Thread: Cannot use a standalone backend to VACUUM in "postgres""

Cannot use a standalone backend to VACUUM in "postgres""

From
Manuel Sugawara
Date:
We have a PostgreSQL 8.2.6 installation running for about six-months
now. There was a lot of log entries saying (sometimes 10 or more in
just one second):

WARNING: oldest xmin is far in the past
HINT: Close open transactions soon to avoid wraparound problems.

(actually it was in Spanish but I think that's irrelevant).

The funny thing is that there was no open transactions, even after
restarting the cluster the same message was logged.

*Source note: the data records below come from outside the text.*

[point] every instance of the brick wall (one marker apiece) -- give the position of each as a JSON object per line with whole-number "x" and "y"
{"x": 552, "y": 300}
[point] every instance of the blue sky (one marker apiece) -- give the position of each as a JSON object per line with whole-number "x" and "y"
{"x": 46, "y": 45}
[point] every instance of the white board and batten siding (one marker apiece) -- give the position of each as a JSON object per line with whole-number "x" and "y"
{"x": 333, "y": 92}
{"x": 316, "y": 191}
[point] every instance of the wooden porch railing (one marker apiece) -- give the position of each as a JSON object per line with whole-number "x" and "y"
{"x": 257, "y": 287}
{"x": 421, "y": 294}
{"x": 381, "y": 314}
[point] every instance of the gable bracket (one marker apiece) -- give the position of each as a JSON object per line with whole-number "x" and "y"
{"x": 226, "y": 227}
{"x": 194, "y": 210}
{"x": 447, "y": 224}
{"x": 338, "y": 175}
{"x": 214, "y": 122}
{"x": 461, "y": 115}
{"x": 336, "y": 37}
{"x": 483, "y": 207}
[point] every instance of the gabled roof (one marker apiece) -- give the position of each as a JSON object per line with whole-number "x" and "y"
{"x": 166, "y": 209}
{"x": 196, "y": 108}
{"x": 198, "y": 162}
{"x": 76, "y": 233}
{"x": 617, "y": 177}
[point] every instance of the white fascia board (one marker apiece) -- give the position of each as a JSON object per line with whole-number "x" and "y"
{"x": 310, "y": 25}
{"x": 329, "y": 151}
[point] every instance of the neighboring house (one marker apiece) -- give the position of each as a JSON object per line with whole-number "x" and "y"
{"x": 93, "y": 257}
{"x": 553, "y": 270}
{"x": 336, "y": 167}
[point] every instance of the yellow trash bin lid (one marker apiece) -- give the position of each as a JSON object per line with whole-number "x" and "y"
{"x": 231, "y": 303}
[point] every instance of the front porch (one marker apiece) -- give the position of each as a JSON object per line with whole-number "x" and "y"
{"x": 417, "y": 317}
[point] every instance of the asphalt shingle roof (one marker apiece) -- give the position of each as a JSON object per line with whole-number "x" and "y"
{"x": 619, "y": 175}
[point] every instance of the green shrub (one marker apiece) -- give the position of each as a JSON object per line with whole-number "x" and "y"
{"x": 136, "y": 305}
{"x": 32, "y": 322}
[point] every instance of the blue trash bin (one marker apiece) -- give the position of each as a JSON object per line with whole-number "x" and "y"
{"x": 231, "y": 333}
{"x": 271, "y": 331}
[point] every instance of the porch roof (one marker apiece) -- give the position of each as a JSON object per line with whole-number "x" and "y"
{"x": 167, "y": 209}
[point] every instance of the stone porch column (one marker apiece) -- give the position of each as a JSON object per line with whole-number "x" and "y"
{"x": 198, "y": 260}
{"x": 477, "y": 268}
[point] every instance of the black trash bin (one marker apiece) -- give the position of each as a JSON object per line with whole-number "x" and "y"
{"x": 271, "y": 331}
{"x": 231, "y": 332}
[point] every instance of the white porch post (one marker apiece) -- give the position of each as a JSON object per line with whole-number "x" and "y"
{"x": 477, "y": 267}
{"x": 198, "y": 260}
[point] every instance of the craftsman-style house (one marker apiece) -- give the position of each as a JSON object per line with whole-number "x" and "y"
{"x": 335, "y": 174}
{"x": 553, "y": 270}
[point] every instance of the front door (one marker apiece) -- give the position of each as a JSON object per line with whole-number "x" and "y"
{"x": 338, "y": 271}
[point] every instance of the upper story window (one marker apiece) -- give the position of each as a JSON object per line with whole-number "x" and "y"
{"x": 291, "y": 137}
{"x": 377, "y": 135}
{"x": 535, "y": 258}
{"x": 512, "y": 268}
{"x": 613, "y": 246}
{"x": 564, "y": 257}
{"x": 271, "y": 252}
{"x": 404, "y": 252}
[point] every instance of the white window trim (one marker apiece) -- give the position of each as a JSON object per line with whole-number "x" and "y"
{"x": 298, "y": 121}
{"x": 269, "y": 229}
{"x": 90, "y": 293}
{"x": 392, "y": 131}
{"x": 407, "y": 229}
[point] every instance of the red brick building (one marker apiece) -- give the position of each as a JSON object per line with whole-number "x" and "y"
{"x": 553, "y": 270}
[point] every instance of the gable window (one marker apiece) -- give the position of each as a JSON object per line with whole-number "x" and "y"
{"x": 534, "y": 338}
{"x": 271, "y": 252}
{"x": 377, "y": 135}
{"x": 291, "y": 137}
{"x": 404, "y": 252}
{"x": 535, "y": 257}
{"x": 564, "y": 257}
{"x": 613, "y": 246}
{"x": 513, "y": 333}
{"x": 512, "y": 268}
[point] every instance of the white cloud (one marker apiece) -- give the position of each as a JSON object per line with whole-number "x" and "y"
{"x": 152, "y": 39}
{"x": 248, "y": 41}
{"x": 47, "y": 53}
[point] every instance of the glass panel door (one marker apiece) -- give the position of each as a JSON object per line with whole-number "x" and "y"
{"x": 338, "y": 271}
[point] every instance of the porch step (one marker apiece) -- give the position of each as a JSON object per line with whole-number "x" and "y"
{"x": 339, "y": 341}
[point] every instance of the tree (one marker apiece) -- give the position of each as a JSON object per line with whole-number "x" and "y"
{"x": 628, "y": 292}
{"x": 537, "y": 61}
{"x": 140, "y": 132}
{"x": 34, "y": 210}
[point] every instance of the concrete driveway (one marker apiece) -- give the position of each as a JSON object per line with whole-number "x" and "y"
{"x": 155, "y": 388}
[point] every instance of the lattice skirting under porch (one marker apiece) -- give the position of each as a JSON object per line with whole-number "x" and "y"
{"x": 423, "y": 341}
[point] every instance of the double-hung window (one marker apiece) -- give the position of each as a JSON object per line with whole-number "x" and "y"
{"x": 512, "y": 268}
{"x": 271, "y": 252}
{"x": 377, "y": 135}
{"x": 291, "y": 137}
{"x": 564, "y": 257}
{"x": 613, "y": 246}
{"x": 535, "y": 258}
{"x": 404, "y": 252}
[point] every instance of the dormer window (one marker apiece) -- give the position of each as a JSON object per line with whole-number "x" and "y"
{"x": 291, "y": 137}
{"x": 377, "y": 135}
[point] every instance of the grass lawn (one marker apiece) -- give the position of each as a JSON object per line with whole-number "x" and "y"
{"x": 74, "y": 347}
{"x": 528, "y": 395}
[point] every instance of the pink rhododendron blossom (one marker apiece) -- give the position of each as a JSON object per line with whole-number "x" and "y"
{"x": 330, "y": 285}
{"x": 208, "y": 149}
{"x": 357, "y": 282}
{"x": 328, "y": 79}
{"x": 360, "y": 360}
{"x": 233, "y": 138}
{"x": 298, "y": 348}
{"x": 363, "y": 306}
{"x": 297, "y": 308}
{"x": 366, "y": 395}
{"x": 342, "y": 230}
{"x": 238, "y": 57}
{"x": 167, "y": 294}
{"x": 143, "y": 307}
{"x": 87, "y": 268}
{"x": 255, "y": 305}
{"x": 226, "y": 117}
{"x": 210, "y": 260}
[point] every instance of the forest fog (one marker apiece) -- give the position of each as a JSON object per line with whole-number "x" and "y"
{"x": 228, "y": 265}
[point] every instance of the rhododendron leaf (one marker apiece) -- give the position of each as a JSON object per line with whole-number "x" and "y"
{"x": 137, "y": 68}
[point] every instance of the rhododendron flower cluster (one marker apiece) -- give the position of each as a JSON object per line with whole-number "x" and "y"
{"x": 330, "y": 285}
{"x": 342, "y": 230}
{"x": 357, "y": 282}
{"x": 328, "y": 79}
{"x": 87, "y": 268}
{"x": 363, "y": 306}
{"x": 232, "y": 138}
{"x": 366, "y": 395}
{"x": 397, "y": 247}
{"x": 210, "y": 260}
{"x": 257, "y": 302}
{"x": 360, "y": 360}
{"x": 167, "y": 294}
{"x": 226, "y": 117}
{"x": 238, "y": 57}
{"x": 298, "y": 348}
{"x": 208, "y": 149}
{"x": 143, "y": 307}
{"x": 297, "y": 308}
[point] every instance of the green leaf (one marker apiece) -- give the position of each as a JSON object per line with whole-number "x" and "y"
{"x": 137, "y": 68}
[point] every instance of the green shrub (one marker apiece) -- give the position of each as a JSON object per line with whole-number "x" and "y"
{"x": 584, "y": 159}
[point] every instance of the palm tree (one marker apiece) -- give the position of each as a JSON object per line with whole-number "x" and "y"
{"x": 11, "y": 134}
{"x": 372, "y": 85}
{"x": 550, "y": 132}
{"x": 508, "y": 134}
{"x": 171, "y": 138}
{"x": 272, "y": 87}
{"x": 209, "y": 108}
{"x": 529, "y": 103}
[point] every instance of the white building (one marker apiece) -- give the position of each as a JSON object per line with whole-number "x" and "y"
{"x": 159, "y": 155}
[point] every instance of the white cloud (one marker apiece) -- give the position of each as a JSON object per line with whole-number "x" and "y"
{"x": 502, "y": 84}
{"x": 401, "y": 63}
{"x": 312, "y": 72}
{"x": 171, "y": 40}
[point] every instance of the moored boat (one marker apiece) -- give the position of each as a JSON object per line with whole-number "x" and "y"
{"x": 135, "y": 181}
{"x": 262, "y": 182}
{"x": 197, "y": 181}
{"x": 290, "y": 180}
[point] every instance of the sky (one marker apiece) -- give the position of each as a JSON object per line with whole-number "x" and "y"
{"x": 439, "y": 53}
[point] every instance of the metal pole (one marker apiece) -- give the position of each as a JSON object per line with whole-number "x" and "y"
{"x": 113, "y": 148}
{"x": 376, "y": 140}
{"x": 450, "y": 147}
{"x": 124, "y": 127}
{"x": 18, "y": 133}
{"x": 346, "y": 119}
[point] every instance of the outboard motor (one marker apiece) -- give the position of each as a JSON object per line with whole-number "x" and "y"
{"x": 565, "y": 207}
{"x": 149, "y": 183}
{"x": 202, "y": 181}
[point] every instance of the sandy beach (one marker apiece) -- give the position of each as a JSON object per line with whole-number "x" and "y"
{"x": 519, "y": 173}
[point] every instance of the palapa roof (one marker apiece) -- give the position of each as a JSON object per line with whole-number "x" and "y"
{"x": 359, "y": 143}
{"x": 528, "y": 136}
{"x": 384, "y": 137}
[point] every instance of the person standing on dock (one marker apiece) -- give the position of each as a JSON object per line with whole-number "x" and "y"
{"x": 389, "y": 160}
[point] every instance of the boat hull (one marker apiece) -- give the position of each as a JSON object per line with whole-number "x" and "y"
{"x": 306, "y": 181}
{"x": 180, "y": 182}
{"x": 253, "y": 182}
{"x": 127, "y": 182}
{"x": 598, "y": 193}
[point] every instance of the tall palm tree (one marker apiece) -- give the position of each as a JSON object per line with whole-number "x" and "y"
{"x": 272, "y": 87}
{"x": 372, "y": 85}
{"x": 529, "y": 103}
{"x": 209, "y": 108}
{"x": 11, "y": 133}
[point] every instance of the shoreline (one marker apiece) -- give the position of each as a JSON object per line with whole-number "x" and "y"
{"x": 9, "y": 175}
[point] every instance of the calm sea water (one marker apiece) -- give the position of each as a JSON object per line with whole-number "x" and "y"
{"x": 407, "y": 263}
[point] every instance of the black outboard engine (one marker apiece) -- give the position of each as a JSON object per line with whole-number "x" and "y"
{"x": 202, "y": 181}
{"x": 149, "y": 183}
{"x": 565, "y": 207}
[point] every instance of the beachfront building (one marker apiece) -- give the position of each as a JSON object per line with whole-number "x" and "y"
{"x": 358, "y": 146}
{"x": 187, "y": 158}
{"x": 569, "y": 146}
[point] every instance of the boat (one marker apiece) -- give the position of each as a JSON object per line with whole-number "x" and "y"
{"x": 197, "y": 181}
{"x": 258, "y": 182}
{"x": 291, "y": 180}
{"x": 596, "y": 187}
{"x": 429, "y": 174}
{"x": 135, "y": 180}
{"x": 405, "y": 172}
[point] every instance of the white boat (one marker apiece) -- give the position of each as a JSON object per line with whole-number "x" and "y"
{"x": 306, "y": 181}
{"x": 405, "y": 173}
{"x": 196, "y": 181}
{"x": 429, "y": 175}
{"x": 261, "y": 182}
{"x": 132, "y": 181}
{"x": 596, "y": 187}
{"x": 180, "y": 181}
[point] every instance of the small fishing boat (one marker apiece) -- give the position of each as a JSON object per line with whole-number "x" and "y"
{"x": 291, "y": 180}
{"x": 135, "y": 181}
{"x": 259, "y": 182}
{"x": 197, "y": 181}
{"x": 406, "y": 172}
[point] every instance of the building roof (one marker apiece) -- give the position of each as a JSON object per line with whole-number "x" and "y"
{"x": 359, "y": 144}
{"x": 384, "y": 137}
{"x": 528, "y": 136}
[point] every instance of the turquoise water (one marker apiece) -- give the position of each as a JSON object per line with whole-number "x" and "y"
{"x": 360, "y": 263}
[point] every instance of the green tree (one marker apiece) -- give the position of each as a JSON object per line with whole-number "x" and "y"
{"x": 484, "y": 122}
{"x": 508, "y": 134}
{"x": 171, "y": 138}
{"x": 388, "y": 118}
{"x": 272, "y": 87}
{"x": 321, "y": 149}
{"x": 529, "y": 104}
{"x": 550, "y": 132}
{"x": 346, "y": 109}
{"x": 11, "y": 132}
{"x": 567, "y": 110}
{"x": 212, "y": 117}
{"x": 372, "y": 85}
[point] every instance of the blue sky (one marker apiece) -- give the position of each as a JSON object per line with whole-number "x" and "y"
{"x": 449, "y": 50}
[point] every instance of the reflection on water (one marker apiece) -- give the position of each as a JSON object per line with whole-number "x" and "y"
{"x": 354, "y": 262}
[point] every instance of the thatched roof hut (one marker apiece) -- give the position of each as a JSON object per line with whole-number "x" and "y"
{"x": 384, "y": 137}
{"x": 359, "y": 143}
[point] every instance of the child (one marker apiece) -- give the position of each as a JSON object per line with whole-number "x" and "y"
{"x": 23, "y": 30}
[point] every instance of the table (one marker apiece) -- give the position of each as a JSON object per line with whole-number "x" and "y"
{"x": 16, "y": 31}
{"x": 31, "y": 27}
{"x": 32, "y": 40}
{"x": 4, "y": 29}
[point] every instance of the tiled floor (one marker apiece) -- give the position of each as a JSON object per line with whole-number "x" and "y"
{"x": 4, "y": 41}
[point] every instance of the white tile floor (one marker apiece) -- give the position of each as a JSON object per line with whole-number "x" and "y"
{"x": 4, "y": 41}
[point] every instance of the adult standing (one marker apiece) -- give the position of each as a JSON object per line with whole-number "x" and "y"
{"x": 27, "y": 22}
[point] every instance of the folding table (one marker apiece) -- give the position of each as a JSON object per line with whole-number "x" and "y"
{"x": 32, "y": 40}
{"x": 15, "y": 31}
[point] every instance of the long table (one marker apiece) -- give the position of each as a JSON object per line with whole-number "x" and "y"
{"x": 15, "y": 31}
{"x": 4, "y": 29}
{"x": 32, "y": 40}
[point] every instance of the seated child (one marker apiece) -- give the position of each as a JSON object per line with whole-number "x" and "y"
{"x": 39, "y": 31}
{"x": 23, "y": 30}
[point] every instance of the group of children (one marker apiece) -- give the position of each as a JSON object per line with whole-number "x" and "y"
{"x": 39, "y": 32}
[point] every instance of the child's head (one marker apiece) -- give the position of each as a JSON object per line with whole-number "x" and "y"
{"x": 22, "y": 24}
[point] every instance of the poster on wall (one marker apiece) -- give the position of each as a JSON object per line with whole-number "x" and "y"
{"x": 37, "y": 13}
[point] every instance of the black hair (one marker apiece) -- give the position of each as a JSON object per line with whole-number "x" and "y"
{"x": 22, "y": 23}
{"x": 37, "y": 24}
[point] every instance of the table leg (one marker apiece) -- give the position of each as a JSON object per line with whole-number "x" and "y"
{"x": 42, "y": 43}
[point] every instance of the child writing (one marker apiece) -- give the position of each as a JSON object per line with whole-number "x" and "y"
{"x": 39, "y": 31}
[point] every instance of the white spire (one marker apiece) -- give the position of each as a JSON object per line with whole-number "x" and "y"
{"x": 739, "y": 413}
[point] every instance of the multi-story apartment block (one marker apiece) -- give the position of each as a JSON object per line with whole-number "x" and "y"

Today, the
database stopped working as expected:

ERROR: database is shut down to avoid wraparound data loss in database "postgres"
HINT: Stop the postmaster and use a standalone backend to VACUUM in "postgres"

So, the postmaster was stopped to follow the hint but even in
stand-alone mode postgres keeps saying:

WARNING:  database "postgres" must be vacuumed within 999805 transactions
HINT:  To avoid a database shutdown, execute a full-database VACUUM in "postgres".
WARNING: oldest xmin is far in the past
HINT: Close open transactions soon to avoid wraparound problems.

Every time vacuum is run the number decreases by one but after a few
runs I still cannot access the cluster :-(. (My plan was to take a
pg_dumpall and then re-init the cluster.)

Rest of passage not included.